But as mortality caught up with the high incidence rate, we began to see this leveling off towards the plateau. It's during that plateau period, that AIDS deaths were at their highest and we refer to that as the AIDS mortality phase or the death period, of the HIV epidemic in this country. [00:04:30] Following the departure of President [Thabo] Mbeki (in 2008), we saw the introduction of antiretrovirals to scale, and now we are beginning to just start seeing the ART impact phase, where we are hoping to see the number of new infections slowly going down and the number of existing infections going up due to survival.

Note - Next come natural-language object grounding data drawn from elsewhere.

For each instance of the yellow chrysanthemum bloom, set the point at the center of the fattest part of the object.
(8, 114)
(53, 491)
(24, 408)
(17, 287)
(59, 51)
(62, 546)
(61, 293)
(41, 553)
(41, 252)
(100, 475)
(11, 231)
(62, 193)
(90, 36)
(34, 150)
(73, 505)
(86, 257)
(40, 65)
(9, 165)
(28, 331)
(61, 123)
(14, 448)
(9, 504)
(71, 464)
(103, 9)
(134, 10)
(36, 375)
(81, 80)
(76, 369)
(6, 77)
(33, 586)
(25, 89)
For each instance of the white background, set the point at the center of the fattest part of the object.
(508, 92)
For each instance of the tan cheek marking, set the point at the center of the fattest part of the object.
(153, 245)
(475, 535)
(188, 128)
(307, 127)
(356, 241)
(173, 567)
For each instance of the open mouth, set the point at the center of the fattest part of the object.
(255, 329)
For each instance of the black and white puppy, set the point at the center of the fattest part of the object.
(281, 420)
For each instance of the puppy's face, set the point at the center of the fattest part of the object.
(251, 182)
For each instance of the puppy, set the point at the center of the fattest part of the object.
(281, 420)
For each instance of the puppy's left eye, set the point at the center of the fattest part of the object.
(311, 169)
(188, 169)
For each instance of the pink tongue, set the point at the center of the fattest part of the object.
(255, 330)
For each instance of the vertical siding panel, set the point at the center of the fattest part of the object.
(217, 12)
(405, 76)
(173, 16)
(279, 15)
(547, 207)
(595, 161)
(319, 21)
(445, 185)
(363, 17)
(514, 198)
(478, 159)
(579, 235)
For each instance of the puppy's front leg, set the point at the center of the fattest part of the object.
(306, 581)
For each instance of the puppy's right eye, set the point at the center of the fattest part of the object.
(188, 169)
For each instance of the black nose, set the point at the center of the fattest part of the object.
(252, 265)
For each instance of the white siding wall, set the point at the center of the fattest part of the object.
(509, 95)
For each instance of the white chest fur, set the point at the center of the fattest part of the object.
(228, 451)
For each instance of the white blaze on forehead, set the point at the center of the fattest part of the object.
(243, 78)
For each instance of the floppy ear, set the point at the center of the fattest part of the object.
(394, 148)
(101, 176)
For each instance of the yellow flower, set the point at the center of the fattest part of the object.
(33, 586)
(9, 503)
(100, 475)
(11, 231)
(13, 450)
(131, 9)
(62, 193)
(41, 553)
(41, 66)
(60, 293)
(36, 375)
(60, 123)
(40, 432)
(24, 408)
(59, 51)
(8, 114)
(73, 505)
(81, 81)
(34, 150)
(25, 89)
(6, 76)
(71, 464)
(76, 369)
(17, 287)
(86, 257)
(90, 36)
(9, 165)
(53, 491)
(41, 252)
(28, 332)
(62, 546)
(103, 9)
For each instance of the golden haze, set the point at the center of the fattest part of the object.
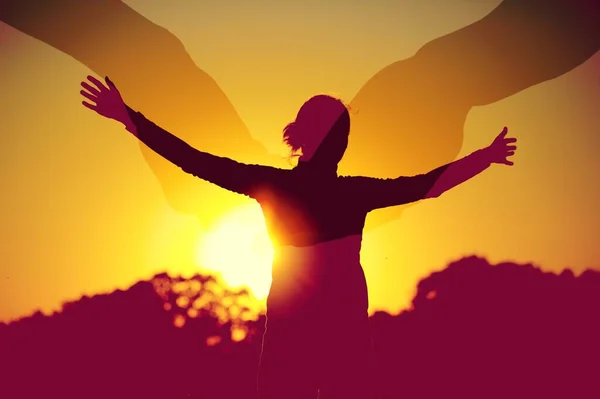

It's in the context of this history of this HIV [00:05:00] epidemic, we see that South Africa is not homogenous, that indeed different parts of the country have different prevalence rates with the eastern corridor having the highest prevalences of HIV, and that is in the province of KwaZulu-Natal. Looking at the way in which the HIV epidemic was growing, it was very clear to us that we needed to build the capacity to respond [00:05:30] to it. We needed to have research capabilities. The first of those initiatives that I was involved in was in 1996 when we applied to the Wellcome Trust to create the Africa Centre [for Health and Population Studies]. The grant, which we secured from the Wellcome Trust in 1997 created one of South Africa's first HIV research centers in South Africa.

I'm going to talk [00:06:00] principally about building capacity in KwaZulu-Natal the epicenter of the HIV epidemic in South Africa. Indeed, while we were doing this, our colleagues in Johannesburg, in Cape Town, similarly, were also creating this capacity. Shortly after the Africa Centre had been created, I was at that time at the MRC, and secured two grants from the NIH to create a vaccine[00:06:30] HIV prevention trials unit, and an HIV vaccine trials unit. That was the post-HIVNET period when the first of the networks were created for prevention and vaccine separately.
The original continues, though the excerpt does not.